Cecilia, consternada por la abyección de quienes, como mínimo, la tildaron de lamebotas del Gobierno cubano y la amenazaron con agravios que ninguna mujer debería escuchar, escribió en la red de los trinos: «Pobres las personas que dedican su tiempo a destilar odio y ni por un segundo se ponen felices de que una niña pueda acceder a una rehabilitación que mejore su calidad de vida. Personas así no construyen, destruyen».
¿Hasta dónde es capaz de reinar la animadversión en el universo sociodigital? ¿Y la empatía cuándo aparecerá? ¿Y el respeto (fíjese que no digo aceptación o tolerancia) a las diferencias?

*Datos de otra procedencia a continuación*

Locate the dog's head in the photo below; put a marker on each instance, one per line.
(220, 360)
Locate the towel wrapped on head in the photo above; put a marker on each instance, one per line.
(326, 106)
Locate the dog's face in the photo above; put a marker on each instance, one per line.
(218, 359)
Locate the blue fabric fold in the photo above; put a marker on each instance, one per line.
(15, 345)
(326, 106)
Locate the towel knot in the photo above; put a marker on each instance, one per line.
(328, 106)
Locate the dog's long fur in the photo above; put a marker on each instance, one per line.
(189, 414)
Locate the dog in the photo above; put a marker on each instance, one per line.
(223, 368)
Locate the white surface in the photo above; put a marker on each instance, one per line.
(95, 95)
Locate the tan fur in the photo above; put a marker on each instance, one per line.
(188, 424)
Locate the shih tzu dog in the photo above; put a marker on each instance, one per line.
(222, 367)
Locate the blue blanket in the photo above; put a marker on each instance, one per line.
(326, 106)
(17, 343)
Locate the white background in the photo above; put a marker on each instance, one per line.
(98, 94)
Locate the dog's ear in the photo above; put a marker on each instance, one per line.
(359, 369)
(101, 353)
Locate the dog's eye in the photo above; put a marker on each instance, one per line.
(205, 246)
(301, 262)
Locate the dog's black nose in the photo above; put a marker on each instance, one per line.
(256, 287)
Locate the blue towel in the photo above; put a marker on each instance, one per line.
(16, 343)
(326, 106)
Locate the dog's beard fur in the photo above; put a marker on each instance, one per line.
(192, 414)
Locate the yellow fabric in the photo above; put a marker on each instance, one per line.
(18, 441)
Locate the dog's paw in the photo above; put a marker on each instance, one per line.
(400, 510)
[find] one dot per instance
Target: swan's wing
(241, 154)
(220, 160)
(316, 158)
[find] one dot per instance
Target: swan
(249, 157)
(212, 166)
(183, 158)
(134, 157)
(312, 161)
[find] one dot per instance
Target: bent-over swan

He buscado cómo se refieren decenas de académicos a este fenómeno espantoso. Algunos artículos lo llaman discursos de odio. O ciberacoso, ciberodio. Pero el punto de contacto de todas las acepciones es el propósito siniestro de quien lo ejecuta, el placer que siente al regar su poquito (a veces demasiado hasta el hartazgo) de malquerencia, la calcinante necesidad de decir algo con la intencionalidad de humillar, oprimir o excluir y de acallar voces que no se ajustan a su sentir o parecer.
Entre las particularidades que aceleran su conversión en una potencial debacle con mucho daño por hacer aún, Iginio Gagliardone, Danit Gal, Thiago Alves y Gabriela Martínez (Countering Online Hate Speech. Programme in Comparative Media Law and Policy, University of Oxford, 2015) identifican a la sobreabundancia comunicativa, la descentralización de la comunicación, el efecto multiplicador de las redes sociales, la permanencia de los contenidos, la itinerancia entre diferentes plataformas, el uso de seudónimos, el anonimato y la transnacionalidad como desafíos que se deben afrontar en relación con los discursos de odio.
Muy interesante resulta que los expertos consideran a los odiadores o haters encadenados a un mal mayor: acaso la proliferación en el mundo de grupos extremistas, de colectivos fundamentalistas y agrupaciones fascistoides, de retóricas enconadas y violentas, están incidiendo en que esos personajillos también lleven las prácticas poco cívicas de sus íconos a las plataformas de socialización digital.
Entre tanta ojeriza y execración, prefiero refugiarme en las cosas bonitas. Por ejemplo, la poesía. Dice la volcánica uruguaya Idea Vilariño: «Dónde el sueño cumplido/ y dónde el loco amor/ que todos/ o que algunos/ siempre/ tras la serena máscara/ pedimos de rodillas».